Другой вопрос: хорошо ли это? Империя всегда представлялась Мите пирамидой, построенной на манер карточного домика. В самом низу крестьяне, распласставшиеся на земле, да фабричные рабочие, сгорбленные под тяжким гнетом. На их спинах покоится вся кабинетная табель о рангах, непременно согнувшаяся в поклонах, соответственно занимаемому положению. Надобно это для того, чтоб конструкция имперская держалась прочно и основательно. Как древние атланты поднимали на плечах небосвод, так и русский народ каждодневно и ежечасно крепит государство своими поклонами. А если кто-то распрямился, встал во весь рост – зашатается пирамида, накренится угрожая падением. Армия и полиция тут же будут брошены на опасный участок, чтобы согнуть строптивца, а если потребуется – изъять и заменить на благонадежного. Мармеладов для людей, сидящих в самых верхних ярусах персона опасная. Скорее всего, приятель прав, предполагая, что главная цель тайной полиции – стравливать его с преступниками, выходящими за грань привычного. Людьми не менее опасными для шаткой конструкции, чем сам сыщик. И пока он побеждает большее зло, дают ему возможность жить спокойно. Не особенно кланяясь.

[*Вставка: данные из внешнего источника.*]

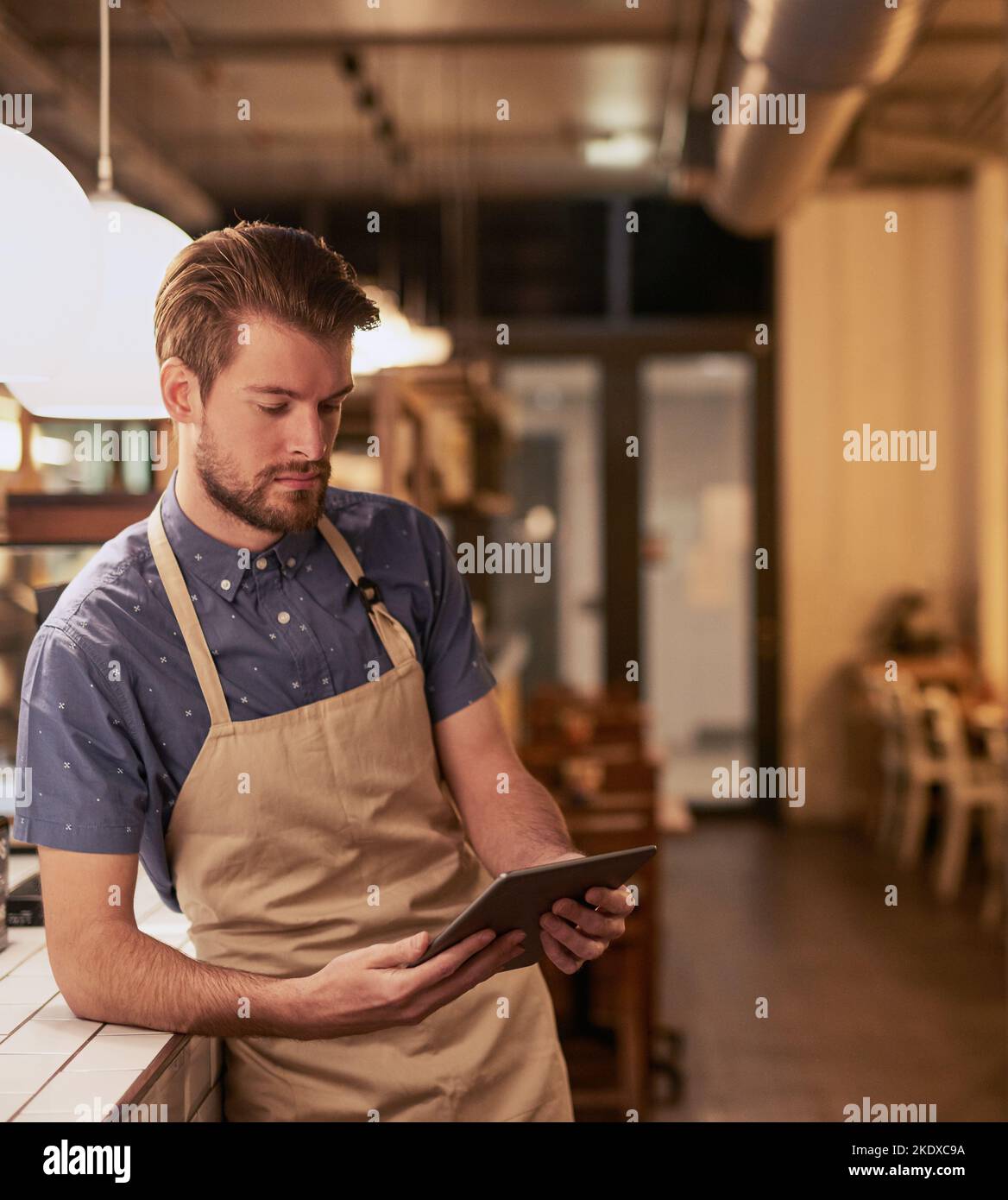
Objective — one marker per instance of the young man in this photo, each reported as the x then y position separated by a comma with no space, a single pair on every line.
258,692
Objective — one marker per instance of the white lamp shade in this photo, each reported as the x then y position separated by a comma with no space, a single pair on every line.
49,269
114,376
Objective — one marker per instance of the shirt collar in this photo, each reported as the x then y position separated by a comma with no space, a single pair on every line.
218,565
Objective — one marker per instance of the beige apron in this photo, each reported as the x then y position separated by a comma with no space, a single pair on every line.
303,836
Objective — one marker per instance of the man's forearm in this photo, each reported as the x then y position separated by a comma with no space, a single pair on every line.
522,827
129,978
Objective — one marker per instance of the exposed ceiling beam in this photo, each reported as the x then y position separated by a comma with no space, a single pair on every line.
313,45
287,46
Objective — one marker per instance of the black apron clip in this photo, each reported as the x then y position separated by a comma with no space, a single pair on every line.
369,591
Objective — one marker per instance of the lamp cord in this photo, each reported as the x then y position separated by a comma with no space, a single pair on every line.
104,153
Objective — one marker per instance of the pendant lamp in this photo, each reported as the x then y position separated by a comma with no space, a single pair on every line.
114,373
49,271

Окинув мысленным взором нарисованную картину с огромной, уходящей в облака, пирамидой, Митя вдруг почувствовал, как разум кольнула тревожная идея. А если кто-то умудрится всех крестьян и рабочих разом с колен поднять? Тогда ни полиция, ни армия, ни охранное отделение, – всеми силами объединяясь, и то не сумеют удержать империю. Рухнет карточный домик в одночасье…

Мармеладов же всю дорогу до кареты рассуждал о другом. Возбужденное состояние чуть притихло, однако же, никуда не ушло. Обдумывая ситуацию с точки зрения похитителя, он бормотал:

– Срочный вызов… Лекарство от кашля… Слюна Цербера…

Картинка сложилась и у самой кареты сыщик заторопился.

– Смертью Мисимова все не кончится, господа, – говорил он, стараясь не показать своего волнения, но на побледневшем лице читалась тревога. – Я почти убежден, что шпион решил убрать лишних свидетелей, то есть своих соучастников. Прямо сейчас доктор посещает их по очереди и заставляет выпить яду. Силой или хитростью. На его месте я бы поступил именно так. И если мы хотим помешать убийце, надо срочно ехать по ближайшему адресу. Возможно, удастся перехватить.

– Ох, только бы успеть! – пробормотал Митя.